AMC to develop Black Lives Matter drama series based on the book "They Can't Kill Us All"

Featuring "fictional characters," but based on real events, the drama would tell the story of Black Lives Matter

Published September 12, 2017 11:46AM (EDT)

 (Getty/David McNew)
(Getty/David McNew)

Reports say that AMC is developing a new drama series based on Wesley Lowery's book "They Can't Kill Us All: Ferguson, Baltimore, and a New Era in America's Racial Justice Movement," a chronicle of black deaths at the hands of the police from Michael Brown to Philando Castile, and the rise of Black Lives Matter.

The potential series would be written and executive produced by LaToya Morgan, a writer and producer for other AMC series "TURN: Washington's Spies" and "Into the Badlands." The independent production company Makeready is cultivating the new drama for AMC, while its co-founder and CEO Brad Weston is executive producing alongside LaToya Morgan, as well as Makeready’s Pam Abdy and Scott Nemes. According to Deadline, the drama would "reflect current events and race relations through the stories and voices of fictional characters."

The bestselling nonfiction book was published in 2016 by Little, Brown and Company, and centers on the question: "What does the loss of any one life mean to the rest of the nation?" the book's description says. "Lowery examines the cumulative effect of decades of racially biased policing in segregated neighborhoods with failing schools, crumbling infrastructure and too few jobs."

Lowery is a Washington Post journalist and also worked on the newspaper's "Fatal Force" project, a database that tracks police deaths. The project's staff was awarded the Pulitzer Prize for National Reporting in 2016.

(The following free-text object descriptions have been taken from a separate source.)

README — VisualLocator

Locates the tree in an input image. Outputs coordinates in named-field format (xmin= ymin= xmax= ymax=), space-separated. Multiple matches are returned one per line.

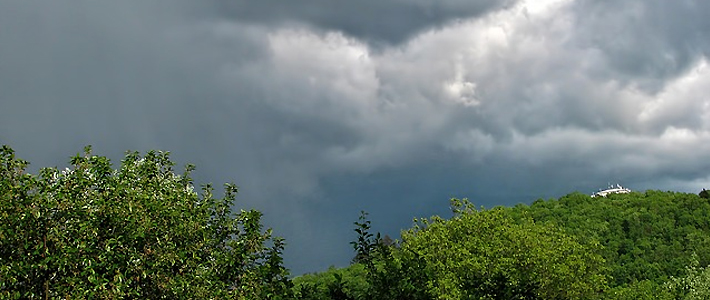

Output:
xmin=349 ymin=211 xmax=434 ymax=300
xmin=291 ymin=264 xmax=369 ymax=300
xmin=400 ymin=198 xmax=608 ymax=299
xmin=0 ymin=145 xmax=291 ymax=299
xmin=522 ymin=191 xmax=710 ymax=289
xmin=665 ymin=255 xmax=710 ymax=300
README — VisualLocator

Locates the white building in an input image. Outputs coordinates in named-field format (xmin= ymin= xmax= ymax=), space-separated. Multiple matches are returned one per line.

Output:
xmin=591 ymin=184 xmax=631 ymax=198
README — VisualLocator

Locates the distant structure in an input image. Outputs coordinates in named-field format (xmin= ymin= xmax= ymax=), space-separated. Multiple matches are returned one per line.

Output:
xmin=591 ymin=184 xmax=631 ymax=198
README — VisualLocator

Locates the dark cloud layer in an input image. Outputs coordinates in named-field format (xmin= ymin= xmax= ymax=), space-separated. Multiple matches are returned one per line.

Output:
xmin=571 ymin=0 xmax=710 ymax=92
xmin=2 ymin=0 xmax=710 ymax=274
xmin=212 ymin=0 xmax=515 ymax=46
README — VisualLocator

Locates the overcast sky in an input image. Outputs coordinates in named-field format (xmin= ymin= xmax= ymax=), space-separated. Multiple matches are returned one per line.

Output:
xmin=2 ymin=0 xmax=710 ymax=275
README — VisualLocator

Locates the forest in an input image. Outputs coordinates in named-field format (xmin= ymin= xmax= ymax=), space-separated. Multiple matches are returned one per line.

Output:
xmin=2 ymin=145 xmax=710 ymax=299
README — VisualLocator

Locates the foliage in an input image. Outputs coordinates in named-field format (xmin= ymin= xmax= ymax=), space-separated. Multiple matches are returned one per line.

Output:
xmin=350 ymin=211 xmax=434 ymax=300
xmin=350 ymin=212 xmax=378 ymax=266
xmin=292 ymin=265 xmax=367 ymax=300
xmin=517 ymin=191 xmax=710 ymax=289
xmin=401 ymin=198 xmax=608 ymax=299
xmin=6 ymin=143 xmax=710 ymax=299
xmin=293 ymin=190 xmax=710 ymax=300
xmin=603 ymin=280 xmax=673 ymax=300
xmin=292 ymin=212 xmax=433 ymax=300
xmin=0 ymin=145 xmax=290 ymax=299
xmin=665 ymin=255 xmax=710 ymax=300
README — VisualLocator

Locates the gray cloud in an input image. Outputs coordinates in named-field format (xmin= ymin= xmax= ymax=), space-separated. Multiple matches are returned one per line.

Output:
xmin=570 ymin=0 xmax=710 ymax=91
xmin=211 ymin=0 xmax=516 ymax=46
xmin=2 ymin=0 xmax=710 ymax=274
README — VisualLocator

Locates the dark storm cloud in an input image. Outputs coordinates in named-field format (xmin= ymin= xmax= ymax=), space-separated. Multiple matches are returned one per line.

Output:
xmin=563 ymin=0 xmax=710 ymax=97
xmin=0 ymin=0 xmax=375 ymax=272
xmin=211 ymin=0 xmax=516 ymax=45
xmin=2 ymin=0 xmax=710 ymax=274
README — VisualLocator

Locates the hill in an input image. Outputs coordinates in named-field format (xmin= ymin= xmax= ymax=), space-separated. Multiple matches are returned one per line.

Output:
xmin=294 ymin=191 xmax=710 ymax=299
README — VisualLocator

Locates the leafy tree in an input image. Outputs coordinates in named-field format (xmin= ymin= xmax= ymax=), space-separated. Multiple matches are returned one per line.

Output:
xmin=603 ymin=280 xmax=673 ymax=300
xmin=296 ymin=190 xmax=710 ymax=300
xmin=355 ymin=211 xmax=434 ymax=300
xmin=520 ymin=191 xmax=710 ymax=289
xmin=292 ymin=265 xmax=368 ymax=300
xmin=401 ymin=198 xmax=608 ymax=299
xmin=0 ymin=145 xmax=291 ymax=299
xmin=665 ymin=255 xmax=710 ymax=300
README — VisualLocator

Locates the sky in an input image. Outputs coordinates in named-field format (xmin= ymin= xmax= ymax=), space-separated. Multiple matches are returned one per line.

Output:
xmin=2 ymin=0 xmax=710 ymax=275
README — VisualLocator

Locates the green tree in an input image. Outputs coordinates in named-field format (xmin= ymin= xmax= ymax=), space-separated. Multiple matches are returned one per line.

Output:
xmin=665 ymin=255 xmax=710 ymax=300
xmin=521 ymin=191 xmax=710 ymax=289
xmin=603 ymin=280 xmax=673 ymax=300
xmin=400 ymin=198 xmax=608 ymax=300
xmin=0 ymin=145 xmax=291 ymax=299
xmin=292 ymin=265 xmax=368 ymax=300
xmin=350 ymin=211 xmax=433 ymax=300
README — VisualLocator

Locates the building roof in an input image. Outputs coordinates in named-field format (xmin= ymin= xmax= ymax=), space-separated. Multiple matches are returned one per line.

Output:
xmin=591 ymin=184 xmax=631 ymax=198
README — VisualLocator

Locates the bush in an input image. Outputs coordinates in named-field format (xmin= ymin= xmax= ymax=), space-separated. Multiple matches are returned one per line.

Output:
xmin=0 ymin=145 xmax=291 ymax=299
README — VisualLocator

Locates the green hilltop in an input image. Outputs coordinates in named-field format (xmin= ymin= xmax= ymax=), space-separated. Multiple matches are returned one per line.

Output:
xmin=294 ymin=191 xmax=710 ymax=300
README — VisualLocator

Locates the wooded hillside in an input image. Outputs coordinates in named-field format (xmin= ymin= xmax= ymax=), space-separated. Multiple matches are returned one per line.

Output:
xmin=295 ymin=192 xmax=710 ymax=300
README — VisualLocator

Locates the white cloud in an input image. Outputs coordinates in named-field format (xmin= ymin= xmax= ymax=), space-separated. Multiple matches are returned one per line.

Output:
xmin=266 ymin=29 xmax=379 ymax=115
xmin=638 ymin=58 xmax=710 ymax=131
xmin=206 ymin=0 xmax=710 ymax=184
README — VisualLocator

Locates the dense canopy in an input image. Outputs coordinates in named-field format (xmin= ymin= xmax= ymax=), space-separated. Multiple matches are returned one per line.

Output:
xmin=0 ymin=146 xmax=290 ymax=299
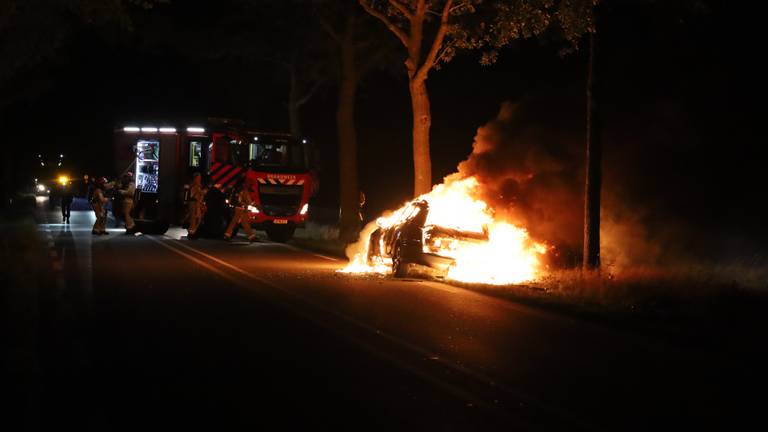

The development of a Black Lives Matter drama series speaks to a sentiment filmmaker Ava Duvernay expressed in an interview with The Atlantic in 2016 after the release of her acclaimed documentary "13th." She explained: "On one day, across multiple platforms, you have black artists declaring our humanity, our dignity, essentially through all of these pieces, saying that black lives matter."